Anyway, Aunt Nora called yesterday morning and said Mom was at the doctor but they wouldn’t be seeing her till after 1pm and if we could stop by and take her some lunch since she hadn’t even eaten breakfast. Since Mario had the day off and we were going to be in town, we picked up a grilled chicken salad and water for her from Sonic (Jaylen played for a little while in the “club house” as he calls it). I was shocked when we saw Mom…her eye looked horrible. She barely had it open, it was so swollen. While she waited to be seen, we went to Michael’s where Mario got me a whole bunch of scrapbooking supplies–my Mom’s Day present from him, which I’m super thrilled with . It was almost $50 worth…scrapbooking’s expensive! The most costly things were the Fiskars 12×12 paper trimmer and the packs and packs of embellishments I got. I’m in love with the paper trimmer. I trimmed Eenan’s school pictures yesterday while at Yadira’s with such ease! I’m hopefully going to start on my Disneyworld page, Eenan’s Graduation page, two baby pages for the boys, one titled “Brotherly Love” which’ll feature all the pictures I’ve collected of the boys hugging eachother, one called “Frogs, Snails and Puppy Dog Tails” featuring them playing and all that cute ‘boy’ stuff, and finally, one featuring pinks and Hello Kitty stickers for my birthday pictures. It just dawned on me though that I don’t have any alphabet stickers. I’ll probably write them out with map colors or something . I didn’t really get to look around (peacefully) as much as I would have liked since Jaylen was due for a nap and was beyond fussy. You could hear him screaming throughout the store . What was cute though, was that Mario was actually looking at the embellishments and stickers with me and even picked out the alphabet stickers for Eenan’s graduation page .

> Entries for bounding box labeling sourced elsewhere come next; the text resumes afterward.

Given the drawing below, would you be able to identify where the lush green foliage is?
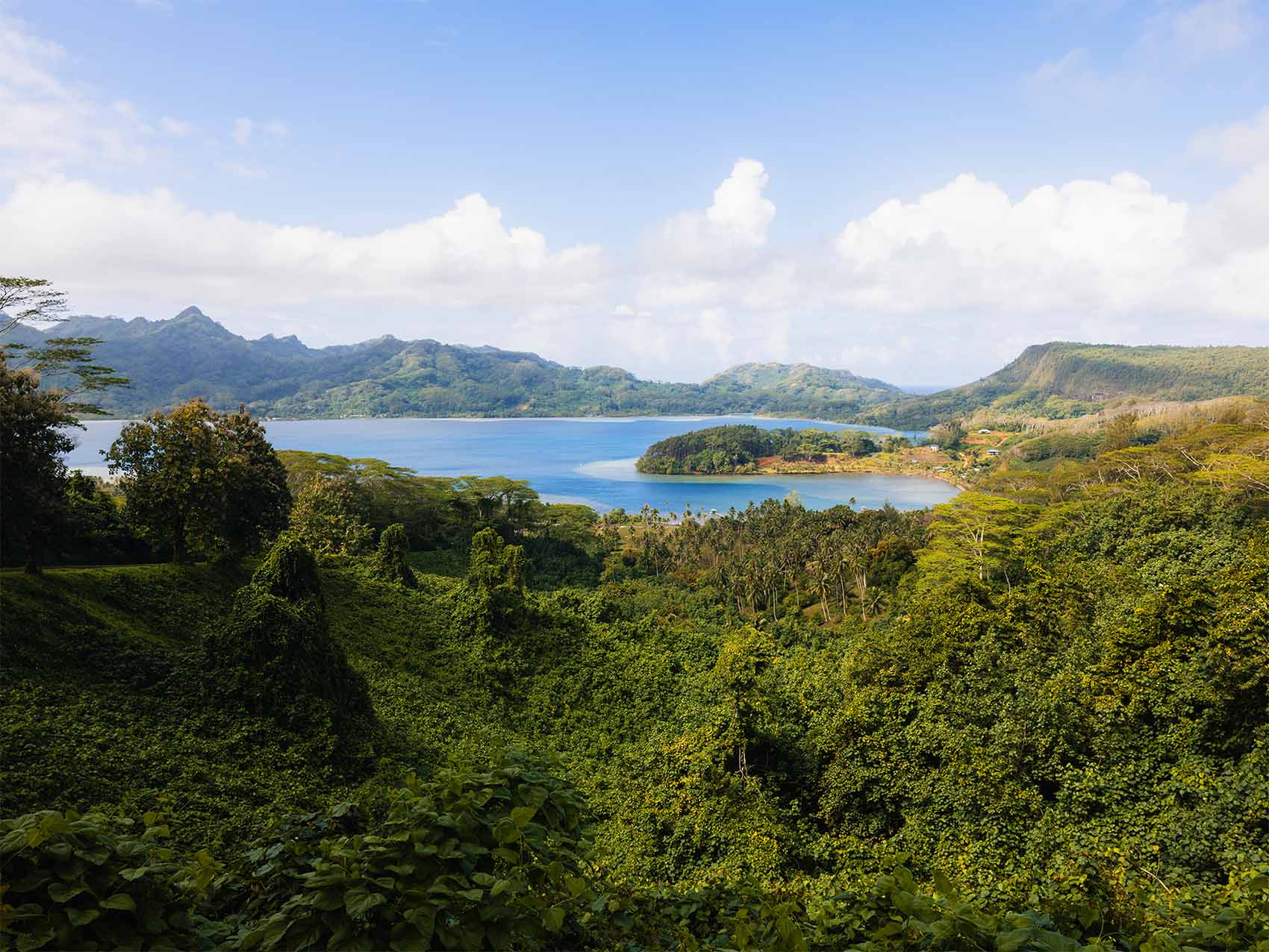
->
[0,810,213,952]
[105,399,290,562]
[859,343,1269,430]
[636,425,877,474]
[0,348,76,571]
[203,533,375,760]
[13,308,901,419]
[0,400,1269,952]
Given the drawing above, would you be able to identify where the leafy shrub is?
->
[235,752,590,950]
[0,810,214,952]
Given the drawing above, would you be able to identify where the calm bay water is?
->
[66,416,958,512]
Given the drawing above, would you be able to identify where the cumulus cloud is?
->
[836,172,1189,312]
[645,158,776,265]
[836,163,1269,322]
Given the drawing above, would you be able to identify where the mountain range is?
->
[5,307,1269,428]
[7,307,903,419]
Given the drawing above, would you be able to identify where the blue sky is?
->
[0,0,1269,383]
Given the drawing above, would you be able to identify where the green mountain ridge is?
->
[861,341,1269,430]
[10,307,902,419]
[9,307,1269,430]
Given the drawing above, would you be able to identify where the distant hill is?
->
[861,342,1269,430]
[5,307,901,419]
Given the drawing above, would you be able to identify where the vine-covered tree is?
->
[290,475,375,555]
[0,278,66,333]
[104,399,290,562]
[0,352,78,573]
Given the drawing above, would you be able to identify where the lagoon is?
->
[66,416,959,512]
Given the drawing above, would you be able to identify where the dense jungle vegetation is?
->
[7,308,1269,430]
[0,278,1269,952]
[855,342,1269,430]
[7,308,902,419]
[636,425,908,474]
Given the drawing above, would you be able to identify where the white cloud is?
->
[834,166,1269,321]
[705,158,776,245]
[216,162,269,179]
[159,116,194,138]
[645,158,776,263]
[0,175,600,324]
[1191,107,1269,167]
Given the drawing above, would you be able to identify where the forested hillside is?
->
[7,308,901,419]
[859,342,1269,430]
[0,387,1269,952]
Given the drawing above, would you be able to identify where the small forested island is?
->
[634,425,974,484]
[0,279,1269,952]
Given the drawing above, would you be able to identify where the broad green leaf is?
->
[511,807,538,829]
[542,906,564,932]
[344,886,387,915]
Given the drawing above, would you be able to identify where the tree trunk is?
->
[172,516,185,566]
[22,530,40,575]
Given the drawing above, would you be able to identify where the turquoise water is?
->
[66,416,958,512]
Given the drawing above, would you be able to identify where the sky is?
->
[0,0,1269,386]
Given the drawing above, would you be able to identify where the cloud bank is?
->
[0,13,1269,383]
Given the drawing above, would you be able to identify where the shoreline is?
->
[78,412,926,435]
[636,448,970,491]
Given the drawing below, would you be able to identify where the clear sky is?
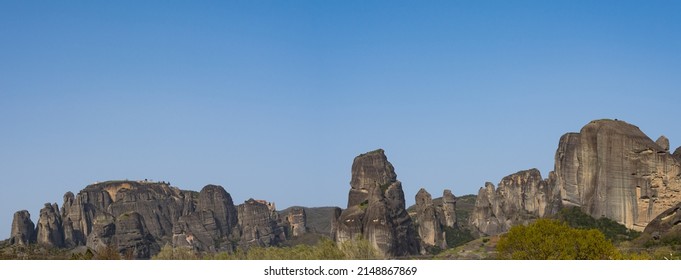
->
[0,0,681,238]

We went back to Mom’s doctor and waited for what felt like forever. I went in after I became impatient and they finally called her in. The doctor checked her and I told him my theory–what if she got that infection in her eye because it’s just a regular “Pink Eye” but since she has diabetes it got out of control–and he said that yes, it’s very likely. I never want to get diabetes . I hope she gets better very soon. She has her medications now so hopefully they help her out. She’s off of work until Monday, and those bastards (her bosses) better not give her crap about it. Grr.

I think I’m going to start with my scrapbooking. I was going to mop but eh, I don’t feel like it.